Angus MacSween, chief executive of Iomart Group, said BTL had performed impressively and broken ground in the delivery of cloud-based storage.
"They have been on our radar for some time. BTL gives Iomart a solid and well-established platform to grow further, with a very good enterprise customer base and little crossover with the existing group base," MacSween said. "BTL protects many petabytes of data for global organisations."
BTL was founded in 2005 and turns over about £5.2m a year. It has 16 staff and 200 enterprise customers, including Siemens, British Red Cross, Everton FC, Liverpool FC, Lloyds Register, Suzuki and Pernod Ricard.
The deal is for £17.5m in cash and £3.5m in new shares, with another £2m payable in cash on 31 January 2014, financed in part by a £35m debt package from the Bank of Scotland, incorporating a £15m term loan and £20m in revolving credit.

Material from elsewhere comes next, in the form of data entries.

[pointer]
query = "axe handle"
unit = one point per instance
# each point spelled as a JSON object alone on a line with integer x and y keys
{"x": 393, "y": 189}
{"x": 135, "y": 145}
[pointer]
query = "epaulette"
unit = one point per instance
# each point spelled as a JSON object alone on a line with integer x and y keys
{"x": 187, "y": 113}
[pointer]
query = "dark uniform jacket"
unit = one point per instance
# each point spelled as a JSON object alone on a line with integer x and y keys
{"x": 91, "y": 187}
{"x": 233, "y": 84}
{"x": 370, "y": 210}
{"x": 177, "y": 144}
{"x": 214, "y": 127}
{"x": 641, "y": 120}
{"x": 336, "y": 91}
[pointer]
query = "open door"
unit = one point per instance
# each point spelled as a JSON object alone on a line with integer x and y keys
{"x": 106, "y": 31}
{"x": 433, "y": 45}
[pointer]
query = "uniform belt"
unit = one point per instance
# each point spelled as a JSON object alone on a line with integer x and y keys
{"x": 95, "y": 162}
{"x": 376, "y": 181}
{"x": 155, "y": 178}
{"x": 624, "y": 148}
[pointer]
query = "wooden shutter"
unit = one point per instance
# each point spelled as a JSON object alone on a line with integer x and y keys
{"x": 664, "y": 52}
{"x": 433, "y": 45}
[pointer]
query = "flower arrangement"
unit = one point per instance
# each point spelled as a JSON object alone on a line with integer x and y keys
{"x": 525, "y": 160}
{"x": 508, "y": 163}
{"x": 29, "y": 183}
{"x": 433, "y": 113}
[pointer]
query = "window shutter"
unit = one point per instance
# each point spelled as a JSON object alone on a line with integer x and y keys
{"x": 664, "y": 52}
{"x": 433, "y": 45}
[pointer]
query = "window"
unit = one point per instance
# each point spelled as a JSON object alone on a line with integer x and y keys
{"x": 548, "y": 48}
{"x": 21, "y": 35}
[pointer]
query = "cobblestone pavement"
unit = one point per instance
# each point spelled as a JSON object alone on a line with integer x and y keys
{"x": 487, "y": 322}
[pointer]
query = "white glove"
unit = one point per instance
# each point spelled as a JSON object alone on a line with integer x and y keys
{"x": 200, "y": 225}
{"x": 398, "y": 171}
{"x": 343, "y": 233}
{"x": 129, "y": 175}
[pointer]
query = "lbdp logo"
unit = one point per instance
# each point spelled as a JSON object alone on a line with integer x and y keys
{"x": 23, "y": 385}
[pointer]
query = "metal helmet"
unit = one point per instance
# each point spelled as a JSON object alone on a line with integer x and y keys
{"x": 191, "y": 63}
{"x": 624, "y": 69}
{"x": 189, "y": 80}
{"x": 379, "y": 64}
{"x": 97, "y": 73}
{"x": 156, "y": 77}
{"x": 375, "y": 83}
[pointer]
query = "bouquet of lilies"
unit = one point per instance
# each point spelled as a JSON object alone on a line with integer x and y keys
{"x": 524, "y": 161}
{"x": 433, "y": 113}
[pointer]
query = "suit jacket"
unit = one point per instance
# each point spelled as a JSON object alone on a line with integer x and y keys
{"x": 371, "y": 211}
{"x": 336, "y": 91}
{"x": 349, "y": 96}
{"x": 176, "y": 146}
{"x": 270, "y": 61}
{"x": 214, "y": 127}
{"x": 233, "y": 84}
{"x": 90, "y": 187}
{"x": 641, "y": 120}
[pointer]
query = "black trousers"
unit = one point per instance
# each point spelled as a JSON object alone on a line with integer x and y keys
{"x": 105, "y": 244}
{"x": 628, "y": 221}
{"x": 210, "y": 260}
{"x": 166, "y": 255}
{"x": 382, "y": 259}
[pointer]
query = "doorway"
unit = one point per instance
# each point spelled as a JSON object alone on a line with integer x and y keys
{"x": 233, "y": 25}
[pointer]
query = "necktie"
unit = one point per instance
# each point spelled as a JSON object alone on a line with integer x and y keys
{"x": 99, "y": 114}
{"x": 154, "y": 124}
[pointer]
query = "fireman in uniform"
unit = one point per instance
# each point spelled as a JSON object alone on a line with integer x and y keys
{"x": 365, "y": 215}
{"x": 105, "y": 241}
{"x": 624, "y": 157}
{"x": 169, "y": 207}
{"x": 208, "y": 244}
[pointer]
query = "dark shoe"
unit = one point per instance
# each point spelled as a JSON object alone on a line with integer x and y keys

Simon Chappell, founder and proprietor of BTL, is leaving the company. "We very much admire what MacSween and his team have done in establishing iomart as the leading player in the market for cloud services in the UK and can see that our backup expertise and services are a great fit," he said in a statement provided by Iomart.
BTL had turnover of £5.2m for the year to the end of December 2012. It employs 16 people.
Ritchie Fiddes, co-founder of BTL, said he would continue post-acquisition as sales and service director.
"Being able to plug directly into Iomart's expertise and its enterprise-level datacentres and fibre network means we can work with even bigger customers that require the big infrastructure and strong balance sheet that iomart can provide," Fiddes said.
About a month ago, Iomart bought Redstation, a Hampshire managed services provider.
Iomart's MacSween said its current hosting business is still growing strongly, and the two acquisitions this year would only add to the expansion.